= Nenad Božić =

Serbian politician

Nenad Božić (Ненад Божић; born 1971) is a Serbian politician. He has served in the National Assembly of Serbia since 2016. Božić was elected to the assembly as a member of the anti-establishment and reformist It's Enough – Restart (Dosta je bilo, DJB) association, better known in English by the name "Enough Is Enough." He was expelled from the association by its main board on March 29, 2018, in the context of a disagreement with its leader, Saša Radulović. He is now a member of the Party of Modern Serbia.

==Early life and career==
Božić was born and raised in Smederevska Palanka, then part of the Socialist Republic of Serbia in the Socialist Federal Republic of Yugoslavia. He received a bachelor of mechanical engineering degree in Belgrade (1987), worked in Slovenia and Germany from 2000 to 2004, and returned to Serbia to operate a design office in Kragujevac. He was not politically active before joining the "It's Enough – Restart" movement.

==Parliamentarian==
Božić received the twenty-third position on the It's enough – Restart electoral list in the 2014 Serbian parliamentary election. The list did not cross the electoral threshold to win representation in the assembly.

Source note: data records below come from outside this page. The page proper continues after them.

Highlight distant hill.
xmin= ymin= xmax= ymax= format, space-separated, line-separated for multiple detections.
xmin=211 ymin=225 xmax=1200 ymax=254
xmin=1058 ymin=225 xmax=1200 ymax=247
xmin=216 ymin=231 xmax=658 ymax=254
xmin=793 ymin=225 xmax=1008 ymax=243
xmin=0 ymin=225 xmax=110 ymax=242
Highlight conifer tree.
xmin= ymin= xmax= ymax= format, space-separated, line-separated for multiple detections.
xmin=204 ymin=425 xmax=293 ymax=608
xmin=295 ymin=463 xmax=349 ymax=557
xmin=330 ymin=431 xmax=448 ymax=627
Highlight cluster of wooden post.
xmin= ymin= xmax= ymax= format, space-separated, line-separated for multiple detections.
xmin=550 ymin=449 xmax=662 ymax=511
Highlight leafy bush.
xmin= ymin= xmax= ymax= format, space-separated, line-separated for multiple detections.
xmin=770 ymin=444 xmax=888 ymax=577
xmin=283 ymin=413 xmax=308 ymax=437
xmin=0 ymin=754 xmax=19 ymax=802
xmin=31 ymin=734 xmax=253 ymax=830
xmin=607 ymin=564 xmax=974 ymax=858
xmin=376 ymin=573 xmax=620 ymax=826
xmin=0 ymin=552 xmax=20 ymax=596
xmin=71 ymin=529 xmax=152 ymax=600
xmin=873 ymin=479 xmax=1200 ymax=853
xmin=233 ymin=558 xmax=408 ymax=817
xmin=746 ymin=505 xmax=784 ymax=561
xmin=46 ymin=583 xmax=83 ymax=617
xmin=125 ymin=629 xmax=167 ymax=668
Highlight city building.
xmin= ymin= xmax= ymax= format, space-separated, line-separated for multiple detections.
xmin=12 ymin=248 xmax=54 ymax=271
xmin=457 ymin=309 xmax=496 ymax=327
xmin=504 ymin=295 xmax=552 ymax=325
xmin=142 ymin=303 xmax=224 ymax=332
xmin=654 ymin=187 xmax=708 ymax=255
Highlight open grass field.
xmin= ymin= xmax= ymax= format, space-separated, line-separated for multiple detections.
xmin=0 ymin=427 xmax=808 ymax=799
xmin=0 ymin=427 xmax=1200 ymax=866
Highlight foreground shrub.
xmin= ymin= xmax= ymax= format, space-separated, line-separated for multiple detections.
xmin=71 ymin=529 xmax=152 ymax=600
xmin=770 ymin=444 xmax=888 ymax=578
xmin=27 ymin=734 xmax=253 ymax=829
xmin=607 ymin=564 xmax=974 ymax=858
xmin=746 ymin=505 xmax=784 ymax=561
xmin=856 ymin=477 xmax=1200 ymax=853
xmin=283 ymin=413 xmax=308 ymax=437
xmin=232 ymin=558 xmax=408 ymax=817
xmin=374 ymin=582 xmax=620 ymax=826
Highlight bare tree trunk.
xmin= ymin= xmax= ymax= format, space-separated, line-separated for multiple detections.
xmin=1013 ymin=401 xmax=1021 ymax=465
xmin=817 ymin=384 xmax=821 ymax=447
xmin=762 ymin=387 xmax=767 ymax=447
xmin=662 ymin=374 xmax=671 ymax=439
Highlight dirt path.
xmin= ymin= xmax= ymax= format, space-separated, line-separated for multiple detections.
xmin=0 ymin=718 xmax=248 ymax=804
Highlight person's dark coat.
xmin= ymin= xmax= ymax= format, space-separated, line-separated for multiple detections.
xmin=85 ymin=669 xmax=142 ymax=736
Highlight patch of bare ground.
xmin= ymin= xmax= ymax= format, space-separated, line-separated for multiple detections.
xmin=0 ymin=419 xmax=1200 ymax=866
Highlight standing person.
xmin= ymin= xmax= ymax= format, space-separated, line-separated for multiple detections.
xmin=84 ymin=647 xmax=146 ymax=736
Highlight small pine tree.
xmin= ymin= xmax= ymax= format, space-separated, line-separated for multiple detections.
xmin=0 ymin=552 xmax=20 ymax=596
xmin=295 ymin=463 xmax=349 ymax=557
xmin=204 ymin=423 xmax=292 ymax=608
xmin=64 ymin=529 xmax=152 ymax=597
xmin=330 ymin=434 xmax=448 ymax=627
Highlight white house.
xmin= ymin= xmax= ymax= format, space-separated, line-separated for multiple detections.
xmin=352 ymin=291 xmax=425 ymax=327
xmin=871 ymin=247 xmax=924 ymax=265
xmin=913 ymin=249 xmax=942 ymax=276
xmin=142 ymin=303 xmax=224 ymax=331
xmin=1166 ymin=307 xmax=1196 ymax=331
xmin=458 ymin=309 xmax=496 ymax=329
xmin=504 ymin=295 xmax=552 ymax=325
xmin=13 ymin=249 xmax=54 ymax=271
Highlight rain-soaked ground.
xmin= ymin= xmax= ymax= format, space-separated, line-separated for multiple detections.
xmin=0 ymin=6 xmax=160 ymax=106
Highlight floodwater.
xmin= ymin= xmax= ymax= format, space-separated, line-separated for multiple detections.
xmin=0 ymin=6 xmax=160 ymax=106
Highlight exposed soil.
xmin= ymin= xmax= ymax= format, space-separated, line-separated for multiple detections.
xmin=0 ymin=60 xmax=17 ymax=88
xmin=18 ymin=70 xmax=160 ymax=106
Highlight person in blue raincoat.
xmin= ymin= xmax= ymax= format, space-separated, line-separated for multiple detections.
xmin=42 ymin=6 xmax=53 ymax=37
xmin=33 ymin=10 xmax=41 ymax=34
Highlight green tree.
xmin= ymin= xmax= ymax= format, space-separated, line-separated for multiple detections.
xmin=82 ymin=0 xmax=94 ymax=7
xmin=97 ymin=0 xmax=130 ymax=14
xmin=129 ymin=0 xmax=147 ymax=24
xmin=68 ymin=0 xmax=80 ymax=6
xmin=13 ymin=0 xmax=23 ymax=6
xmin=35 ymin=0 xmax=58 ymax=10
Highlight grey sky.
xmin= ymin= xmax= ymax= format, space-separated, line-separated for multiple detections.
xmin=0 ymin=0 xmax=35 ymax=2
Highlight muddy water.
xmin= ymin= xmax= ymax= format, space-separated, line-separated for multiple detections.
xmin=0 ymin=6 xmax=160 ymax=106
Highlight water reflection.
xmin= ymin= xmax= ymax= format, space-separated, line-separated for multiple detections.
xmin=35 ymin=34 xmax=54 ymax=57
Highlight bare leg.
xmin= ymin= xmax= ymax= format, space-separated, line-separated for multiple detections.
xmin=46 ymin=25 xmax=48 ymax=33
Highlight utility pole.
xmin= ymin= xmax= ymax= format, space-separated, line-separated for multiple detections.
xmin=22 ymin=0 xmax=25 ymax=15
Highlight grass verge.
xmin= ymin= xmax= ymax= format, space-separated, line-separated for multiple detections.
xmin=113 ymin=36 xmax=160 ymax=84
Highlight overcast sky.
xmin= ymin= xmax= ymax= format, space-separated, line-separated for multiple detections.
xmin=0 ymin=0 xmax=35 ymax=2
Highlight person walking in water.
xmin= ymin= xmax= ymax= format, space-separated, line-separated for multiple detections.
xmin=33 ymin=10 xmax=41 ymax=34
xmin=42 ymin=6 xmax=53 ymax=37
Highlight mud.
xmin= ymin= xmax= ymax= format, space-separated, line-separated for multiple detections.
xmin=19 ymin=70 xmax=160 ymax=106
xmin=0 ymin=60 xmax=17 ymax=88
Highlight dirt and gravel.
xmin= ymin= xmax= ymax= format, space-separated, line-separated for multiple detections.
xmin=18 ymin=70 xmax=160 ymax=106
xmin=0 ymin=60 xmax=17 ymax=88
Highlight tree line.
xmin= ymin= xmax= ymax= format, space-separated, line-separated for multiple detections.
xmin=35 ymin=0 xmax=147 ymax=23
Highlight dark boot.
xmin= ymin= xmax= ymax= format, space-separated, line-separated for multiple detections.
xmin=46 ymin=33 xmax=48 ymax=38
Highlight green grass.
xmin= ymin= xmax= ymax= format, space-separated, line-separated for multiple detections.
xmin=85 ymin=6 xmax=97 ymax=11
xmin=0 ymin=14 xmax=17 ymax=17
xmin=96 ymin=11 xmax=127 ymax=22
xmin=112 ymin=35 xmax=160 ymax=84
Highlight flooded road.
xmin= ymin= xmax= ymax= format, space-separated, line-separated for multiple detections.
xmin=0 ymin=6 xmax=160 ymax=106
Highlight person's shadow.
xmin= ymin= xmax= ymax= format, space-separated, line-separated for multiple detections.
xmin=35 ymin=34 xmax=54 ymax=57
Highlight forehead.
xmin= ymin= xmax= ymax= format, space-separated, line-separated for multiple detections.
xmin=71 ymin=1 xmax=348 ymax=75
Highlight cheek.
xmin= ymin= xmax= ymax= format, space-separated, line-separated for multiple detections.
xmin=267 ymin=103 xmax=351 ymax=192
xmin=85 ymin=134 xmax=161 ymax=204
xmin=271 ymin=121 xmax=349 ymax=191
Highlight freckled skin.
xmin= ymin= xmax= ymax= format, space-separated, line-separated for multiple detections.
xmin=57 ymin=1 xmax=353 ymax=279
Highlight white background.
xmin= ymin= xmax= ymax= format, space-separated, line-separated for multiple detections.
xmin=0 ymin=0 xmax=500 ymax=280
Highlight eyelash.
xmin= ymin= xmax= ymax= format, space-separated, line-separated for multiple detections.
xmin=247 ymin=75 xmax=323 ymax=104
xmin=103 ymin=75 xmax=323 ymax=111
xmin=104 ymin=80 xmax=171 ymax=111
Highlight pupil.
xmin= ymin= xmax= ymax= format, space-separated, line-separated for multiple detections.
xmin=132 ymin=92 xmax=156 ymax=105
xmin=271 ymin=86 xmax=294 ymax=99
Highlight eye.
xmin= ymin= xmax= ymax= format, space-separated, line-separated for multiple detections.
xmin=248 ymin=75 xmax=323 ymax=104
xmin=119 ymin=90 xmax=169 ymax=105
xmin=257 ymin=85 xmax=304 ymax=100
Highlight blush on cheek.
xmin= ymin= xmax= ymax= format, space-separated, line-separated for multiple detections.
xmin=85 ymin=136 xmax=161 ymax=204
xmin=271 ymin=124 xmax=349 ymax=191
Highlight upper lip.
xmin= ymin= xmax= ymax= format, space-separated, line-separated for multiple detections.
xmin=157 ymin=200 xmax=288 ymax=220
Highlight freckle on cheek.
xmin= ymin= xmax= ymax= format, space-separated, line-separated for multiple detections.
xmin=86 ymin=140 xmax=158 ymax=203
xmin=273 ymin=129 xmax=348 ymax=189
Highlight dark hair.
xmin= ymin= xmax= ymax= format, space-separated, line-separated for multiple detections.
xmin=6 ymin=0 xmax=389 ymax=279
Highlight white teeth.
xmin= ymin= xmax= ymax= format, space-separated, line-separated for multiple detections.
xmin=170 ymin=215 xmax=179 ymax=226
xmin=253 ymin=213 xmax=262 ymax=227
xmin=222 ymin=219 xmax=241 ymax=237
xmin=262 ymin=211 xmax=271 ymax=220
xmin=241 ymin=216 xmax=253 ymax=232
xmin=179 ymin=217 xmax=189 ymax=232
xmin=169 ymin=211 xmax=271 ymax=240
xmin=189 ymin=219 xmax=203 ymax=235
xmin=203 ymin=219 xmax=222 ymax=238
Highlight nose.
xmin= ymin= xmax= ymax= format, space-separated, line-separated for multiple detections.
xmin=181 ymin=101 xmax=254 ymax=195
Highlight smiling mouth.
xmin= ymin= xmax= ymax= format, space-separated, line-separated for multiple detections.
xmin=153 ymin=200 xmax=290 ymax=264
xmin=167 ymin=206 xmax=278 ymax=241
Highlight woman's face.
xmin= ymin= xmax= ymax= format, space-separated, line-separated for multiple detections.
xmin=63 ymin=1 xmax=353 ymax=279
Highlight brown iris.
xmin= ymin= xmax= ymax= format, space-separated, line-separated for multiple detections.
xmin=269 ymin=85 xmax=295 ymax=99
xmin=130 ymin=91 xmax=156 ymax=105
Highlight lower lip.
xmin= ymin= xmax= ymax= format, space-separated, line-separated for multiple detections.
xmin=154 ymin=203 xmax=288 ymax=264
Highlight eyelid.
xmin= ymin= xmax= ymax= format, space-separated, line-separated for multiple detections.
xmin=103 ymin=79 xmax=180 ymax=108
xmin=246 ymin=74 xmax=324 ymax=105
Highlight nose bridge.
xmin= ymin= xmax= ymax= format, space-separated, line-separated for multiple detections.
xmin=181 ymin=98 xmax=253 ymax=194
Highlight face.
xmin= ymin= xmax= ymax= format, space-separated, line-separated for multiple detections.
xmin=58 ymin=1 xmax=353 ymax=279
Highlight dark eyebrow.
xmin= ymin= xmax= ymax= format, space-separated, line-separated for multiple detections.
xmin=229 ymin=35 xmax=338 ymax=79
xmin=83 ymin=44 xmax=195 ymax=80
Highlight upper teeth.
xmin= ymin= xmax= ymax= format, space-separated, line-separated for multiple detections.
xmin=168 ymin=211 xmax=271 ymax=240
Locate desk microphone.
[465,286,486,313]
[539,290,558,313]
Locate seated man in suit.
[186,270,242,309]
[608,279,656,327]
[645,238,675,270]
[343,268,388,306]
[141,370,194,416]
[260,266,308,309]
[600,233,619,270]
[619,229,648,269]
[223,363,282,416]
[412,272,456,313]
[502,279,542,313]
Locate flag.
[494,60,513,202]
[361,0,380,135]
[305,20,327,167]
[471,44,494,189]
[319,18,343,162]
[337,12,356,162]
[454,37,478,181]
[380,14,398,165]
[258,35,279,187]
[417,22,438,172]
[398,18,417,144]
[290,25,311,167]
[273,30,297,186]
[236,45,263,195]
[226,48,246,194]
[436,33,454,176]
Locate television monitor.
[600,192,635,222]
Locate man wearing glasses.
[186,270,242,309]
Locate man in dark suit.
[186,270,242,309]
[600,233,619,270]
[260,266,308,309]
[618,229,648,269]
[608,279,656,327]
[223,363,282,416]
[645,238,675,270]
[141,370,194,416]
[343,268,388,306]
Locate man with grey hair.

He was promoted to the twelfth position on the association's list in the 2016 parliamentary election and was this time elected when the list won sixteen mandates. He served with It's Enough – Restart until his expulsion from the movement in March 2018. He subsequently joined with four other former members of It's Enough – Restart to start a new association called the Free MPs parliamentary group.

All members of the Free MPs parliamentary group also joined a new political group called the Movement of the Center. In December 2018, this group merged with the Social Democratic Union to create the Party of Modern Serbia. Božić now serves as a member of this party.

Božić serves as an opposition deputy. Before leaving DJB, he was a member of the parliamentary committee on agriculture, forestry, and water management and a deputy member of the committee on defence and internal affairs. He is now a member of the parliamentary friendship groups with Austria, Croatia, France, Germany, Greece, Italy, Montenegro, the Netherlands, Slovenia, and Switzerland.